November 20th, 2015
I am thrilled to be featured in an article in the Toronto Star Life by style maven Karen von Hahn. I have been following her for years and she is a writer who "just gets it". Here she writes beautifully about my home and the spaces close to my heart. See below for the full article.
Field notes: Fresh ideas in Theresa Casey’s laundry room
By: Karen von Hahn Fashion Columnist, Published on Tue Sep 22 2015
Normally a neglected area of the home, the interior designer and artist elevates the space while paying homage to her family.
Alongside her 15-year-old Toronto design practice, interior designer and artist Theresa Casey is running a one-woman campaign against the “boringification” of interiors.
“Every space now looks like it’s come straight out of a catalogue,” says Casey, whose own deeply atmospheric North Rosedale residence stands in stunning contrast as an example of what she calls a “thoughtful and layered approach to design.”
So much so that stepping into her own intimately proportioned front hall, you are immediately drawn into the sumptuous whimsy of a wall Casey has feathered in peacock quills, before turning around to face a hanging screen of Venetian blue silk along the stairs that she has bejewelled with a collection of vintage brooches. No surface is free from Casey’s imaginative and evocative approach: even her basement laundry room has been reconceived as a sort of personal gallery of family photographs and memories.
“I’ve never had an ‘official’ laundry room before, and I thought, ‘why not?’” says Casey. “I have a big family, mostly in Ireland, and I love old portraits and vintage frames. The truth is, I am down here a lot, so initially it seemed like another opportunity to express myself, but it has become a sort of memory portal.”
Black-framed portraits set a rhythm in the narrow, white marble mosaic room, which does resemble some kind of entrance. Hanging under a skinny horizontal team photograph of some footballers from the ’20s is a map of Paris dotted with pins and ephemera linked to Casey’s personal history and travels. On the counter opposite where Casey folds freshly washed sheets and sweaters is a clutch of antique apothecary jars filled with wooden clothespins. Even simple white laundry soap is made more compelling housed in a sculptural glass jar worthy of a vintage laboratory and accessed with a vintage metal hand scoop. Casey’s mother, pictured as a young woman in her nursing uniform, adds to the retro-clinical atmosphere.
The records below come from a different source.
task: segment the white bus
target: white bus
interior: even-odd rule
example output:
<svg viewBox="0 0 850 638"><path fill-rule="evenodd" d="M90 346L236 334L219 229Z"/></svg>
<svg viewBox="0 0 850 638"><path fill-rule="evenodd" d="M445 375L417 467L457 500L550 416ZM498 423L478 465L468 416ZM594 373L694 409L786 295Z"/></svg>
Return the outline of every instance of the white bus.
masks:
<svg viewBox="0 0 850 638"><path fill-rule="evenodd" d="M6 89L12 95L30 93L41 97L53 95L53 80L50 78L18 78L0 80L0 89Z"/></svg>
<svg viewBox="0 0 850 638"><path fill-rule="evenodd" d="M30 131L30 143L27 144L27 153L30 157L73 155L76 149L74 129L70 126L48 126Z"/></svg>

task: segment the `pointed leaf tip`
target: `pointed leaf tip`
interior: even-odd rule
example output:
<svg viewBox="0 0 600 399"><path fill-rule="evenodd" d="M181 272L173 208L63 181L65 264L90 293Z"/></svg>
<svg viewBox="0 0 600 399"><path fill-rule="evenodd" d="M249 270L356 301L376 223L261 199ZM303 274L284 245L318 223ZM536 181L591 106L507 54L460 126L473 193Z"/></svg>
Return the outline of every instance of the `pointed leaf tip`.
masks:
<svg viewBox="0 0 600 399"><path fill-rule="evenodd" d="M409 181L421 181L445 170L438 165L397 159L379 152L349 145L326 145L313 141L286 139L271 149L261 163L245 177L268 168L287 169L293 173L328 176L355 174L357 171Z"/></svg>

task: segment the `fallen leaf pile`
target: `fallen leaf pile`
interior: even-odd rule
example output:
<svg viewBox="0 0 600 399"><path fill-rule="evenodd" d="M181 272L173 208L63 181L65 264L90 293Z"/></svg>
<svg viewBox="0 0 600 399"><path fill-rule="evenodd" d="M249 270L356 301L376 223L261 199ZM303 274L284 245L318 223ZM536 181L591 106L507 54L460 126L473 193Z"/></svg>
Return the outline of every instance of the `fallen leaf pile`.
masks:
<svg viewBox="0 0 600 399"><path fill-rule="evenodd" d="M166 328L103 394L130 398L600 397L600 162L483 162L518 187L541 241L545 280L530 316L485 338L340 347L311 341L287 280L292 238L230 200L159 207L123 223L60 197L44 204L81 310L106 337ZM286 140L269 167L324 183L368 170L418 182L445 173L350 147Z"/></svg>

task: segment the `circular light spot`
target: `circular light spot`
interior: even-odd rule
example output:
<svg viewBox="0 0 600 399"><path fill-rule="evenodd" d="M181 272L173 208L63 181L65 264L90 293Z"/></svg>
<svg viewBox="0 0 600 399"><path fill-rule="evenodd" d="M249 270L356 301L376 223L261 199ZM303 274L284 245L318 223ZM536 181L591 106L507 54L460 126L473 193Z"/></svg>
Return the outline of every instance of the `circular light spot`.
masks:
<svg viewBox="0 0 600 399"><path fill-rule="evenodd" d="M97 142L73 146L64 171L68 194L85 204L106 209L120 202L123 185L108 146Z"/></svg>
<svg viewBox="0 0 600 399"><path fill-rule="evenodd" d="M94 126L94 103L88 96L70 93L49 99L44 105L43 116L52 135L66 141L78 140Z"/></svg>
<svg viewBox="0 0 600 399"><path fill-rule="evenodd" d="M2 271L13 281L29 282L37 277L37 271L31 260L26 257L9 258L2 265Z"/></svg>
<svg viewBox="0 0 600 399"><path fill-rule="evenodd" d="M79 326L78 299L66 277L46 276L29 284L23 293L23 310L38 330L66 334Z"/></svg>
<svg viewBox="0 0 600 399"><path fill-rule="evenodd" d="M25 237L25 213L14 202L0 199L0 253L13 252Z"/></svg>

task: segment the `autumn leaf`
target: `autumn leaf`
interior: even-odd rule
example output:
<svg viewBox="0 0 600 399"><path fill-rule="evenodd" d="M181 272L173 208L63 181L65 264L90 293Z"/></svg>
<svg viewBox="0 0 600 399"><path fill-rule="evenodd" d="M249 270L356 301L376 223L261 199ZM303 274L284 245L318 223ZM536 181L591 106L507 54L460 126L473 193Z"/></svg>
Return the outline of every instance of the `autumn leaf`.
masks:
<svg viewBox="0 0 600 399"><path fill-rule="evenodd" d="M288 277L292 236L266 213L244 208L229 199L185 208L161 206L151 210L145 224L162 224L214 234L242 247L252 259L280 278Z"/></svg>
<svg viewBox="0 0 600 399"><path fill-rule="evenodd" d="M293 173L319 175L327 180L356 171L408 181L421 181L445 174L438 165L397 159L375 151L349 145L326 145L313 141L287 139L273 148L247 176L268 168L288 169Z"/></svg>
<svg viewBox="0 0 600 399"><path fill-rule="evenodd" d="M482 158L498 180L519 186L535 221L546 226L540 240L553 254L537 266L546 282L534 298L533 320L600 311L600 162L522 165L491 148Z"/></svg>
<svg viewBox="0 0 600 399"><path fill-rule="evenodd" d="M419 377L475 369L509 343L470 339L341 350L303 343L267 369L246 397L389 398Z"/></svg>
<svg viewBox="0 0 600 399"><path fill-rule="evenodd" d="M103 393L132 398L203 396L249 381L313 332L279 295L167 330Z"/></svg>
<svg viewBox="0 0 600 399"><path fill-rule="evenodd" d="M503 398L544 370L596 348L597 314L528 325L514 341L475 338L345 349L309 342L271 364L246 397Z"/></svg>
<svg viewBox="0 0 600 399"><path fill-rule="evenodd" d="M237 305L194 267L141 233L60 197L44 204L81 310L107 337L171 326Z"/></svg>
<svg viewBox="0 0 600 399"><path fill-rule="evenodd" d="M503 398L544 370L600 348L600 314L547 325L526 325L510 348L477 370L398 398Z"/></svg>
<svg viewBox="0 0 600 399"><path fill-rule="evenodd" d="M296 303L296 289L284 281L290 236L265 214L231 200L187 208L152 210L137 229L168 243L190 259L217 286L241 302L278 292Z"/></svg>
“I get a kick out of these pictures,” says Casey. “My grandfather looks so fierce in that one picture, but you can see how much he looked like my Dad. And then there’s my Dad at around four or five years old, back when he was growing up in Dublin.”
“Family is a big deal for us Irish Catholics,” laughs Casey. “But that’s how I have learned who I am.”
As a practising interior designer with a visual arts background who retires to her ivy-covered studio in the garden each morning to paint, Casey also believes in the value of discipline and ritual.
“I believe in elevating the everyday,” says Casey. “It’s a bit of a Jungian idea of the stabilizing, grounding effect of completing common tasks, but I sometimes get my best ideas when I’m doing something entirely routine, like folding laundry.”
When it comes to the effort required in transforming the every day into the exquisite, Casey stands firm. “Sometimes people say to me, ‘why bother?’ And my answer to them, is, well, why wouldn’t you?”